完結編 32話
「…」
「聞こえませんでしたか。これ以上、森に立ち入ることは許容できません。即刻、立ち去っていただきたい」
「そんな…」
ドライアドから出た言葉は、俺にとっては想定外だった。事情を伝えれば、わかってくれるような話の分かる相手だと思っていたから。
「俺が伝えたことは理解してくれたはずだ。蝕緑症を放置すれば、いずれ町中に蔓延して取返しのつかないことになる。そんなことになれば、犠牲者は数えきれないほど膨れ上がる」
「それは、あなたがた人間の都合です。私たちが付き合う道理などございません。ましてや、好きに調査を続けさせていけば……御覧なさい。森はいたずらに傷つき、悲しむ。私たちはすでに犠牲を出しており、被害者なのですよ」
ドライアドが放つ声の音程が一段下がったように思えた。
カルミアが「どうだか」と言う言葉を放つと、ドライアドの周辺を形成していた魔力が逆立った。
「まぁまぁ、カルミアさん。……ドライアドさん、俺はあなたは本質的には敵なんかじゃないって思っているよ。そうじゃなきゃ、初めて出会ったときに蛮族王を倒してほしい、俺にこの地を統べてほしい。なんて願わないはずだし、情報提供もしなかったはずだ。君はこの森から町の向かう末を見守ってくれていて、蛮族王の件から、情報を提供する形で助けてくれた。森を傷つけてしまった、ということであれば謝罪するよ。だけど、現状は森が冒険者や町同士の戦地になるケースも多くて、結果的にはこの森は被害を多く受けてしまっている。その時に君は出てこなかったはずだ。今回の調査だけダメなんて、なんだか腑に落ちない気がして。……そうだね、たとえば俺たちの町が今回の蝕緑症の件から生き残れれば、ドライアドさんの事情を鑑みて、条約を作る対応だってできる。長期的に見れば、町が壊滅してまた同じことが繰り返されるより、よほど建設的な対応ができるはずだよ」
ドライアドは長考して答える。
「蛮族王の時にあなたを助けたのは…その時は……そう。あなたと私の利害が一致していたというだけです。蛮族王を倒してくれるのであれば、貴方である必要はありませんでした。ですが、貴方は力をもっていた。この地で最も異質な魔力を持って突然現れたのです。ですから私は、あなたを注意深く観察し、希望を託すに至る逸材だと見抜きました。叶うことなら、この地を統べてくれるように願いました。ですが、あなたの力は大きかった。私が想定した以上に……あまりにも――」
「それはどういう……」
ドライアドは話を切って、毅然とした態度で要求を繰り返す。もちろん、条例などの件には触れずにだ。つまり交渉は……

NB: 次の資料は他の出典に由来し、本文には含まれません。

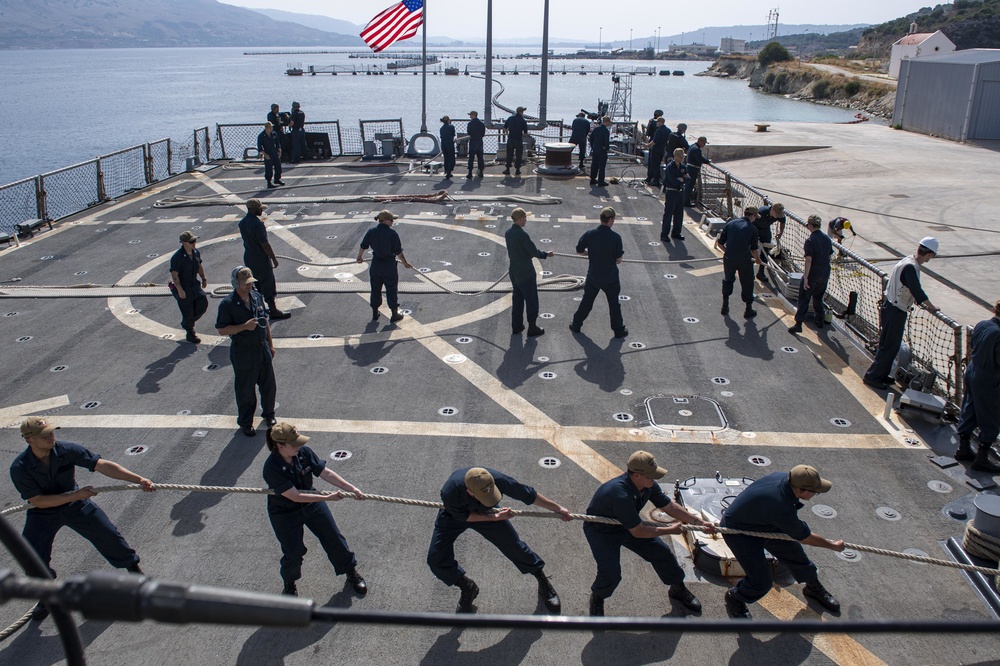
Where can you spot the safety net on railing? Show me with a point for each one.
(17, 204)
(123, 171)
(934, 340)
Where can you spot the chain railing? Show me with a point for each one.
(936, 341)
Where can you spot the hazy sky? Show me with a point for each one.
(466, 19)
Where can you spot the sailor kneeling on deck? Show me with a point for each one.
(622, 498)
(469, 496)
(771, 504)
(295, 504)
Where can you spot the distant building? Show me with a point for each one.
(694, 49)
(952, 95)
(730, 45)
(917, 45)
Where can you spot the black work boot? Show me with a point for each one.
(815, 590)
(964, 451)
(982, 462)
(548, 593)
(357, 582)
(469, 593)
(596, 606)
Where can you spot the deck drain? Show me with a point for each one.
(888, 513)
(824, 511)
(939, 486)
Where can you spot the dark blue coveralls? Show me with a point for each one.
(819, 247)
(521, 250)
(448, 147)
(288, 518)
(250, 356)
(674, 179)
(620, 499)
(740, 237)
(579, 131)
(270, 144)
(33, 478)
(656, 152)
(452, 521)
(981, 401)
(600, 144)
(603, 247)
(255, 258)
(516, 127)
(298, 127)
(195, 302)
(477, 131)
(385, 245)
(767, 505)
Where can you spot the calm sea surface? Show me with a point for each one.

「少し脱線してしまいましたが、私の意見は変わりません。あなたがたが、なおも奥へ進むというのであれば、私も同じ道理です。あなたが町を守るように、私も家族を守るために全力を尽くすまでです。本当に残念です」
決裂した。
そこでフォノスが背後からドライアドに急接近した。刃を突き立てるスキをずっとうかがっていたのかもしれない。だが、刃は空を切って魔力の残滓をにじませるに留まった。
「これは姿を投射する魔法で、実体がないのか…?」とフォノスは冷静に分析する。
ドライアドは不快感を隠すことなく示した。
「小賢しい人間風情が……覚えておきなさい。ここは私のバトルフィールドです」
ドライアドが叫ぶと魔力で形成したからだが霧散した。
やがて、蠢く巨体がぞろぞろと、どこからともなく姿を現す。俺たちを包囲するように、数を増やし続けている。
(シャンブリング・マウンド……!?それも一匹や二匹じゃない!そうか、対話が包囲のための時間稼ぎだったのか…!)
カルミアは肩をすくめて言った。ジロりと横目で攻めるように俺を視線で射貫く。
「やっぱりあいつは黒だった」
「ごめんって……とにかく今は一旦町まで戻ろう。さすがに俺たちの装備じゃこの数は…倒せないことはないが、リスクが大きい」
俺たちは完全に包囲される前に、一度森から撤退することにした。